A question on regular sets In the end of the Abstract of the paper Minsky and Papert - Unrecognizable Sets of Numbers, the authors write "…for every
infinite regular set $A$ there is a nonregular set $A'$ for which
$$ \lvert\pi_A(n)-\pi_{A'}(n)\rvert\leq 1\text{",} $$
where $\pi_A(n)$ is the counting function for $A$.

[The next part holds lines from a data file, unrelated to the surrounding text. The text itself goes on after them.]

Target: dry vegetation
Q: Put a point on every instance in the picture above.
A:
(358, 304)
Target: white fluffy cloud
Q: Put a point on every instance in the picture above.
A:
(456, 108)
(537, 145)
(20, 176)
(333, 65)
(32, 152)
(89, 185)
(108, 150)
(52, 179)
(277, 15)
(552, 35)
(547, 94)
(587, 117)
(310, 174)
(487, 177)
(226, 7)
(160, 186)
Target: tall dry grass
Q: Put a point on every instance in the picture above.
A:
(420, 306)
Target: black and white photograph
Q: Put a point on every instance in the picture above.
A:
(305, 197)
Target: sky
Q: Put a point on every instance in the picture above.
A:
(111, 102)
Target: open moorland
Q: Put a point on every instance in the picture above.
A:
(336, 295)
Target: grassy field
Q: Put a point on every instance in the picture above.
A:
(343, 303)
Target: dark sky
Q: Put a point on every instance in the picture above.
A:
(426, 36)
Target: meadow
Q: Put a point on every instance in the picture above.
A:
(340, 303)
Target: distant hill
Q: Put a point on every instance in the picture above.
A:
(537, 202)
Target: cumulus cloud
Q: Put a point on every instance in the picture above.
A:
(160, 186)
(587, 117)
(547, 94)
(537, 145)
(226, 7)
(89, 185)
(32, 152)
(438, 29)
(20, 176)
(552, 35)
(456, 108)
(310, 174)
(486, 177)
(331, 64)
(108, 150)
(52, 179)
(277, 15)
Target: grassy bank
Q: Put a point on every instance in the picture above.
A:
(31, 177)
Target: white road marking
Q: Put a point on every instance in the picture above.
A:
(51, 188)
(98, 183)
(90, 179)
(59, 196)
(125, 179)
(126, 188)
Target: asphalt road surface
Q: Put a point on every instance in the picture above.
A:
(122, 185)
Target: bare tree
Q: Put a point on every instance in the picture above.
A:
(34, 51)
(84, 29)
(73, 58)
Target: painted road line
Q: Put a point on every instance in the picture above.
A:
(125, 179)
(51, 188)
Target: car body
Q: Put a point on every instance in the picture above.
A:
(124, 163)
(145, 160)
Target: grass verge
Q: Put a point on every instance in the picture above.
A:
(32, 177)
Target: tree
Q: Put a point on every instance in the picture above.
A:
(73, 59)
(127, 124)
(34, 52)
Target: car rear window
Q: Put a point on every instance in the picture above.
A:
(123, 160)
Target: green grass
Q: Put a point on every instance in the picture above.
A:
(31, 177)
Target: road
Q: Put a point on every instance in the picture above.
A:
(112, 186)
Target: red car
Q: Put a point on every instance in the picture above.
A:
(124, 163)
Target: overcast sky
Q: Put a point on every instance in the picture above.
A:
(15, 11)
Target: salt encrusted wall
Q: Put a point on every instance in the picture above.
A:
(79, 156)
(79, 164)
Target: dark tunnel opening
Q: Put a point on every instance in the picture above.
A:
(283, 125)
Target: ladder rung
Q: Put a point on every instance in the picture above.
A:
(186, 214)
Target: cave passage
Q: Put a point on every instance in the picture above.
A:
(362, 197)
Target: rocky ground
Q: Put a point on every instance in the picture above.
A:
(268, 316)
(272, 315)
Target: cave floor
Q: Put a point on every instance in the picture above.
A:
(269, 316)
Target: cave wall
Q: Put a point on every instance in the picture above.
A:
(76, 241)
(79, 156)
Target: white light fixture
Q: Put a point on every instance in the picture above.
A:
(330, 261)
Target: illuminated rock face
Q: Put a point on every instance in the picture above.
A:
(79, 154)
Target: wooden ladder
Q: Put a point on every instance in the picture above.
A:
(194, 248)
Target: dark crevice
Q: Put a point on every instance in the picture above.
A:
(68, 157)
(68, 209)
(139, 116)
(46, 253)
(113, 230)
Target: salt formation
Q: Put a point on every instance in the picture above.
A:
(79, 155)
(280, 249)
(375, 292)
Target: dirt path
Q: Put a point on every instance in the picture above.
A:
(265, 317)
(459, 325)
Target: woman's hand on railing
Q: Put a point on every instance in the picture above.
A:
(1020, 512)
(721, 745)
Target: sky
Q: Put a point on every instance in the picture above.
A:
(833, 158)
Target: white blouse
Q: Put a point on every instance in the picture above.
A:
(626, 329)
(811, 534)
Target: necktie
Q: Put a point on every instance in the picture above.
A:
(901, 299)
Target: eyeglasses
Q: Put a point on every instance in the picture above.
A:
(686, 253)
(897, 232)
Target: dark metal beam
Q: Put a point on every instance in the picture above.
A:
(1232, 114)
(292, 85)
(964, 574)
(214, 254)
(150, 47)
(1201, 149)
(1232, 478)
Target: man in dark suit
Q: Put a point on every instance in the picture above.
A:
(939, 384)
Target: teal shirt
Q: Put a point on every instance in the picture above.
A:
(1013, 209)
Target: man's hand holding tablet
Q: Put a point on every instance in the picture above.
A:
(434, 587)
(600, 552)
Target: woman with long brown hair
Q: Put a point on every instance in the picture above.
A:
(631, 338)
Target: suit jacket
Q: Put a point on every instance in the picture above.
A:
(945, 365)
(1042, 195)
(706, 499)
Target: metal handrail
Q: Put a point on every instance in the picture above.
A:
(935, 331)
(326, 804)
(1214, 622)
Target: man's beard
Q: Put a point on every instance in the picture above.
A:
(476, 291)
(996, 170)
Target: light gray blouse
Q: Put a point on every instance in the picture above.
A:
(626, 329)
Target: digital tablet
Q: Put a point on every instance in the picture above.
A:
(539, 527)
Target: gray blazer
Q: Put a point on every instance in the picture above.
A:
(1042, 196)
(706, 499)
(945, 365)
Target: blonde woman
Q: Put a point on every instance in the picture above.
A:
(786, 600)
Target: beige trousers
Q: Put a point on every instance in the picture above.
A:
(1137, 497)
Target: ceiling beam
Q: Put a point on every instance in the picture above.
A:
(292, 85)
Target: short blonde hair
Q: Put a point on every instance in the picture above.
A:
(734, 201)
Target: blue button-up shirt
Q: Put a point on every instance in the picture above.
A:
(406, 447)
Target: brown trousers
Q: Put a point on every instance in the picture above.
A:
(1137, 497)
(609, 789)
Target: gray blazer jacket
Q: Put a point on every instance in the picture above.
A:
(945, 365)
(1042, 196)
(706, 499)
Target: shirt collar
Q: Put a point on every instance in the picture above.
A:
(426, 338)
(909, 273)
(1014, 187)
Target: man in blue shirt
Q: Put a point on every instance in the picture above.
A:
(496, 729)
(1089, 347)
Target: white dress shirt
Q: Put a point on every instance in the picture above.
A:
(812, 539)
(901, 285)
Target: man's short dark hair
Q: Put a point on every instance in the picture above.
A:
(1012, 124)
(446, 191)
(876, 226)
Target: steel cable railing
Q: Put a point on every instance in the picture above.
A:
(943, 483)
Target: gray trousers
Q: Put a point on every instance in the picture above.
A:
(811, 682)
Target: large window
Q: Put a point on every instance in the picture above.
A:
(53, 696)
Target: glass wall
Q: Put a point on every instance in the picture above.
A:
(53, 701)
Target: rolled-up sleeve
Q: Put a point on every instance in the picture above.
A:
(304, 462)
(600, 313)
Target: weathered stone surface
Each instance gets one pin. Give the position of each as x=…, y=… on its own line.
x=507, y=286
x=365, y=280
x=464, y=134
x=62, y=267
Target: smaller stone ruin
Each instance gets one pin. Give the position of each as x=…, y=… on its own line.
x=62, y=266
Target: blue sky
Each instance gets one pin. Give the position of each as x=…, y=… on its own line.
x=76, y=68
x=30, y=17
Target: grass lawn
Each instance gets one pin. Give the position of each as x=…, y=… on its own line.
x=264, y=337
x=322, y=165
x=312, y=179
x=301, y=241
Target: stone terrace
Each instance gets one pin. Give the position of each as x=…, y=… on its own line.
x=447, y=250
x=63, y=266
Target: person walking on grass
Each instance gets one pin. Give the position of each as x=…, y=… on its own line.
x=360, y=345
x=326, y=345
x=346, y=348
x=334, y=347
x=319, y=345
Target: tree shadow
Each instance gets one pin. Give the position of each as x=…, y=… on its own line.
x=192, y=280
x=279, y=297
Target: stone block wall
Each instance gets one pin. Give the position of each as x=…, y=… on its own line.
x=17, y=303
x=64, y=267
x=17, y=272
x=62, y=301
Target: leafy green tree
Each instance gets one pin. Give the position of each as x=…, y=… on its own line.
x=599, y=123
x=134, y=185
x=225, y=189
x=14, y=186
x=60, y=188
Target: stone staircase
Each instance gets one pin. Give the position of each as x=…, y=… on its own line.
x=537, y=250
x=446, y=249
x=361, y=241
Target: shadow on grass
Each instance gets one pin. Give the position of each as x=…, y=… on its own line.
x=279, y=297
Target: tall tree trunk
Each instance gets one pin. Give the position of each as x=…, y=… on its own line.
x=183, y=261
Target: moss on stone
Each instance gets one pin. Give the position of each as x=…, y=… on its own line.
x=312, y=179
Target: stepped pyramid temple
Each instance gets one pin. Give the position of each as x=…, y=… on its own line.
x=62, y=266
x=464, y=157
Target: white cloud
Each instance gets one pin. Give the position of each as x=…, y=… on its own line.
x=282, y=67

But I don't find a reference in the paper. Also I want to know  if the following statement is true or not: "…for every
infinite nonregular set $B$ there is a regular set $B'$ for which
$$ \lvert\pi_B(n)-\pi_{B'}(n)\rvert\leq 1\text{."} $$
If I understand right the "regular set" in this paper means "automatic set".
 A: The second question has a negative answer. The asymptotic behavior of $\pi_B(n)$ and $\pi_{B'}(n)$ would be the same, and if $\pi_B(n)$ satisfies any of the criteria for non-regularity on page 283 of the paper by Minski and Papert, then $\pi_{B'}(n)$ would satisfy the same, and thus, cannot be regular.
For the first question, the relevant portion of the paper is Section 5, titled "Impossibility of a Converse".
A: An alternative answer to the second question, using very little information about regular languages, just that there are only countably many of them: Partition $\mathbb N-\{0,1\}$ into infinitely many infinite sets $S_n$. List all the regular languages as $(C_n:n\in\mathbb N)$. Let $B$ be any language such that $|\pi_B(n)-\pi_{C_n}(n)|>1$ forall $n\in S_n$; such a $B$ can be constructed by induction on $k$, putting into $B$, at step $k$, an appropriate number of strings of length $k$.  Then no regular language $B'$ has $|\pi_B(n)-\pi_{B'}(n)|\leq1$ for all (or even for all but finitely many) $n$.